ミニバスルートと違って、道幅は広いですね。

 美しい自然に見とれていると、自転車を積んだ車が。途中までは行けるようです。

 後ろから、のんびりペースで馬車も登場。
そして、その先に落し物発見。雨に溶けて、さらに後続車が踏みつけて…、えんがっちょ!

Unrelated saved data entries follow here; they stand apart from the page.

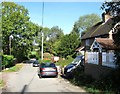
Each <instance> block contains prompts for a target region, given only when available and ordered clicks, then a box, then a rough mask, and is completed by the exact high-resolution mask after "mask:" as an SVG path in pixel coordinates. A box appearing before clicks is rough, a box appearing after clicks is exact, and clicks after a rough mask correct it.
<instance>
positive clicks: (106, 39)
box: [95, 38, 120, 50]
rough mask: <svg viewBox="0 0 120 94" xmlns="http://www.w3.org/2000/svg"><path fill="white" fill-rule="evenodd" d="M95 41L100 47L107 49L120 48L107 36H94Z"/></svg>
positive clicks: (113, 49) (114, 49)
mask: <svg viewBox="0 0 120 94" xmlns="http://www.w3.org/2000/svg"><path fill="white" fill-rule="evenodd" d="M95 40H96V42H98V43H99V44H100V45H101V47H102V48H104V49H109V50H115V49H120V47H117V46H116V45H115V44H114V41H113V40H112V39H109V38H96V39H95Z"/></svg>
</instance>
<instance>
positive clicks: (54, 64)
mask: <svg viewBox="0 0 120 94" xmlns="http://www.w3.org/2000/svg"><path fill="white" fill-rule="evenodd" d="M40 67H42V68H45V67H56V66H55V64H54V63H42V64H41V65H40Z"/></svg>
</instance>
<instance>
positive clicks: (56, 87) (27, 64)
mask: <svg viewBox="0 0 120 94" xmlns="http://www.w3.org/2000/svg"><path fill="white" fill-rule="evenodd" d="M37 70H38V67H32V64H24V67H23V68H22V69H21V70H20V71H19V72H15V73H10V75H9V74H8V79H7V92H22V93H24V92H80V93H81V92H85V90H83V89H82V88H80V87H77V86H73V85H72V84H70V83H69V82H68V81H67V80H65V79H63V78H61V77H58V78H41V79H40V78H39V77H38V75H37Z"/></svg>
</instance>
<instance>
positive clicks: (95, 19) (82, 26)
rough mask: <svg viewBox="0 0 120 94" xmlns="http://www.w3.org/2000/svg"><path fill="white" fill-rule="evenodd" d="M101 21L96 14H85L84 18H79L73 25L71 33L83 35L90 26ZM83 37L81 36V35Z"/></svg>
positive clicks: (91, 25)
mask: <svg viewBox="0 0 120 94" xmlns="http://www.w3.org/2000/svg"><path fill="white" fill-rule="evenodd" d="M100 20H101V19H100V17H99V16H98V15H97V14H94V13H93V14H87V15H84V16H80V17H79V19H78V21H76V22H75V23H74V27H73V30H72V31H75V32H79V33H82V32H83V33H84V32H86V31H87V30H88V29H89V28H90V27H91V26H93V25H94V24H96V23H97V22H99V21H100ZM82 35H83V34H82Z"/></svg>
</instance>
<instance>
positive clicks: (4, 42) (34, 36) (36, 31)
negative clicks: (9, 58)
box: [2, 2, 40, 60]
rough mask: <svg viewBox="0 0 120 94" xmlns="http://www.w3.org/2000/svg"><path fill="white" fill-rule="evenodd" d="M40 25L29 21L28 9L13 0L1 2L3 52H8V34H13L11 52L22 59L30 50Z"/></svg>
mask: <svg viewBox="0 0 120 94" xmlns="http://www.w3.org/2000/svg"><path fill="white" fill-rule="evenodd" d="M39 29H40V27H39V26H38V25H36V24H34V23H32V22H30V21H29V16H28V10H27V9H25V8H24V7H23V6H19V5H17V4H15V3H13V2H2V39H3V53H4V54H10V53H9V52H10V50H9V48H10V47H9V45H10V43H9V41H10V35H12V36H13V39H12V40H11V43H12V46H11V47H12V49H11V50H12V54H13V55H14V56H15V57H16V58H17V59H18V60H22V59H24V57H26V56H27V55H28V53H29V51H31V50H32V42H33V40H34V37H35V36H36V35H37V33H38V31H39Z"/></svg>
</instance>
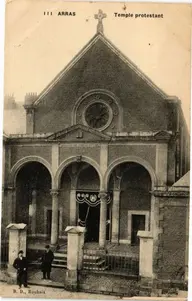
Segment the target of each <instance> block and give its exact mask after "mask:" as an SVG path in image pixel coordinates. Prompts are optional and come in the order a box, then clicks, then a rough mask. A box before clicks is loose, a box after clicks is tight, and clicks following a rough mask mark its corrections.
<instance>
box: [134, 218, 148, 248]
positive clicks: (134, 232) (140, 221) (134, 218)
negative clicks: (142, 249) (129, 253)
mask: <svg viewBox="0 0 192 301" xmlns="http://www.w3.org/2000/svg"><path fill="white" fill-rule="evenodd" d="M139 230H145V215H140V214H133V215H132V231H131V244H132V245H139V237H138V236H137V232H138V231H139Z"/></svg>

 再び、ホーエンシュヴァンガウ城を見ることのできるところまで帰ってきました。
このお城も、見所のあるお城です。今度はぜひ中に入ってみたいと思います。
 徒歩で下ってきた足で、また丘を登ってお城に行くには根性が入りそうですが。。

 最後に、ルードヴィッヒ2世の擁護をしておきましょう。確かに、王は国政を圧迫する出費を重ねていました。
ですが、国費と言っても王室費であり、王の自由になるお金。文句を言われる謂われはそれほどありません。しかし、王室公債を乱発して借金を増やしたのは事実。
哀れ、王がノイシュヴァンシュタイン城に入城したのはわずか102日間。その後、幽閉、怪死。
 未完成ながらお荷物とされていた城を一般公開すると、美しい城見たさに世界中から観光客が押し寄せ、最初の半年間だけでも18,000人もの人々が訪れたそうです。今なおその人気は衰えず、国の借金などその入場料でおつりがきてなお余るほど。
 シュヴァンガウ役場の前庭にはルードヴィッヒ2世の胸像が立っていて、そこには「ルードヴィッヒ2世、シュバンガウは感謝する。」と彫り込まれているそうです。